Technology is advancing at rapid rates, thanks to increasing capabilities of computers, the ability to share knowledge via the internet, and the growing adoption rate of robotic driven technologies such as 3D printing. The culmination of these advancements has led to exploration outside of the Earth’s atmosphere.
This idea has led a group of researchers at MarsWithoutBorders (MWOB) to begin testing the feasibility of 3D printing surgical tools for telesurgery on Mars. The project, led by the Founder of MWOB, and Commander of MWOB Expedition One Crew 145, Susan Ip Jewell, MD, and MWOB Crew Engineer, Matteo K. Borri took place in a Mars Analog Simulation at Mars Desert Research Station situated in a remote desert location in Utah.
In December 2014, the MWOB team (Crew 145), led by Dr. Susan Jewell (Principal Investigator), successfully tested the viability, feasibility, and utility of 3D printing at the Mars Desert Research Station.
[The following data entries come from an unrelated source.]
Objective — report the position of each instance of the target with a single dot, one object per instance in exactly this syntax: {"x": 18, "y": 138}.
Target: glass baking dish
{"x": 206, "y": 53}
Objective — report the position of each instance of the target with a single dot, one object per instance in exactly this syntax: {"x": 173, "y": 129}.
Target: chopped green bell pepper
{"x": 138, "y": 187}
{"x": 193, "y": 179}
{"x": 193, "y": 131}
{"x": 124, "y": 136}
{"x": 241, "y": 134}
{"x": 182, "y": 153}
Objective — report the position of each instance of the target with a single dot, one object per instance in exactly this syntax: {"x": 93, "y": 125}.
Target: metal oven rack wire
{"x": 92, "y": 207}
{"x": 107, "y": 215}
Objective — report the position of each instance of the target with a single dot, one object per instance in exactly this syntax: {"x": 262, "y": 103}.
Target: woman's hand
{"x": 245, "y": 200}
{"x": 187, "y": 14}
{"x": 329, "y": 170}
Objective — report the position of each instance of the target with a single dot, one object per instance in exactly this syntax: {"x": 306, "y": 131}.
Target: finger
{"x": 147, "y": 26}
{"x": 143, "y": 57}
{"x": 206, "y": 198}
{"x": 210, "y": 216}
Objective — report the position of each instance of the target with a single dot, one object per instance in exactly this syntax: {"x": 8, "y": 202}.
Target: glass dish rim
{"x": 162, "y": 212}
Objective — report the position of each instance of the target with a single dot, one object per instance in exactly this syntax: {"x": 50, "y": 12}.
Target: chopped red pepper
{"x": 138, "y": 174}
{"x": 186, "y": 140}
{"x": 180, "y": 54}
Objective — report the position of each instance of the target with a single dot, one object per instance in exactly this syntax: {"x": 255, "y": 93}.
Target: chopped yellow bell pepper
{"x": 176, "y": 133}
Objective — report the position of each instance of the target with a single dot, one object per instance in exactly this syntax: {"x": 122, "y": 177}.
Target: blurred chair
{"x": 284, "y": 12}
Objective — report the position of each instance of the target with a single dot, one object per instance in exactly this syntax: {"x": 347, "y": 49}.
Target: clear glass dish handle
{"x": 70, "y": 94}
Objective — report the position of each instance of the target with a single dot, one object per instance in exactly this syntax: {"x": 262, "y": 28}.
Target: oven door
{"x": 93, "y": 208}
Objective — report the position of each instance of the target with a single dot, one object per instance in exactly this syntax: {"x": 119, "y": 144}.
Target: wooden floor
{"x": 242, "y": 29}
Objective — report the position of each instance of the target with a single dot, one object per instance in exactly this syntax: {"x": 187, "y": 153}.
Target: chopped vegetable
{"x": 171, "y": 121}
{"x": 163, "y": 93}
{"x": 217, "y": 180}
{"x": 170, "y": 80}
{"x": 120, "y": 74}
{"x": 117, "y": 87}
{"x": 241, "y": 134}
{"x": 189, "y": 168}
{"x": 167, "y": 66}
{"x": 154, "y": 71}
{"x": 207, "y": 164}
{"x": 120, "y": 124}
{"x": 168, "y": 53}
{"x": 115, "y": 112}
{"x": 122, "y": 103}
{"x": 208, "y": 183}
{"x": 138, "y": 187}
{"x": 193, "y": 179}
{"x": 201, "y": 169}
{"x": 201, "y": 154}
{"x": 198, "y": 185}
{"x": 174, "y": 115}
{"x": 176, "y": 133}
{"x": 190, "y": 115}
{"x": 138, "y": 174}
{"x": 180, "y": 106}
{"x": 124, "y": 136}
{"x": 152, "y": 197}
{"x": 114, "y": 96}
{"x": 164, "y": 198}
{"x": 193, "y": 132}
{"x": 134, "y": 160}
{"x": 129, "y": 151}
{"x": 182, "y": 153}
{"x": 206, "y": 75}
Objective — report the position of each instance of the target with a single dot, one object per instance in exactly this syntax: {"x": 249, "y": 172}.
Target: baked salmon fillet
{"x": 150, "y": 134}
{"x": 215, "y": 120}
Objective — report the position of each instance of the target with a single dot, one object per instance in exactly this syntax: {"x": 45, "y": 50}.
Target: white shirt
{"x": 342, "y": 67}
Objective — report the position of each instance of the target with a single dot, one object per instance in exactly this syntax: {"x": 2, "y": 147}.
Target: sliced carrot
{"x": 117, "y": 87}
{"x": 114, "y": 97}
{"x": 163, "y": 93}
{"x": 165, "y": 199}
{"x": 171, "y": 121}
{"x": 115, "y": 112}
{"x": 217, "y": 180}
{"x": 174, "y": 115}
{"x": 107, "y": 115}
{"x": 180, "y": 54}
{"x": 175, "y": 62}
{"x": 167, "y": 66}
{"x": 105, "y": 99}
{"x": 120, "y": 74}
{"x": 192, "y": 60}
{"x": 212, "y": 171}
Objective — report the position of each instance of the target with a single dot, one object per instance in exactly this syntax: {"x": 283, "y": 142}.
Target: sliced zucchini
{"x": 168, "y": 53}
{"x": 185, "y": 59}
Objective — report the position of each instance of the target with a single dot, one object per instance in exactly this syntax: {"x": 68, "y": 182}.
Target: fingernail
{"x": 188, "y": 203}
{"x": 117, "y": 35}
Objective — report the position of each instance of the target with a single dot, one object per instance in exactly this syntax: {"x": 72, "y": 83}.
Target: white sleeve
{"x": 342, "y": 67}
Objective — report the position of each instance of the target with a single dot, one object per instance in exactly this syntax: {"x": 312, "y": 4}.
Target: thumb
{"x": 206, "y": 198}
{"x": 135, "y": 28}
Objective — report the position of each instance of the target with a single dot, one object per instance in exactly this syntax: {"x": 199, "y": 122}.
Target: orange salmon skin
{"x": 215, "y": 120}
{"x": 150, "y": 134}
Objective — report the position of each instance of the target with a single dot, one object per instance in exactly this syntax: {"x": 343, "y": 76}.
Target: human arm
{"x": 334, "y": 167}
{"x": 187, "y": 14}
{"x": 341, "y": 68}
The study involved integrating 3D technology — including 3D printing — in training non-medical crew in simulated surgical procedures using tools created by 3D, driven by the solar-powered system created by Matteo Borri, who also happens to be the founder of Robots Everywhere.
The ability to email a tool to astronauts or even settlers of another planet will cut costs, and minimize payloads for long missions. Fabrication of emergency surgical equipment on demand will help ensure safety of crew members and potential settlers of destinations such as Mars.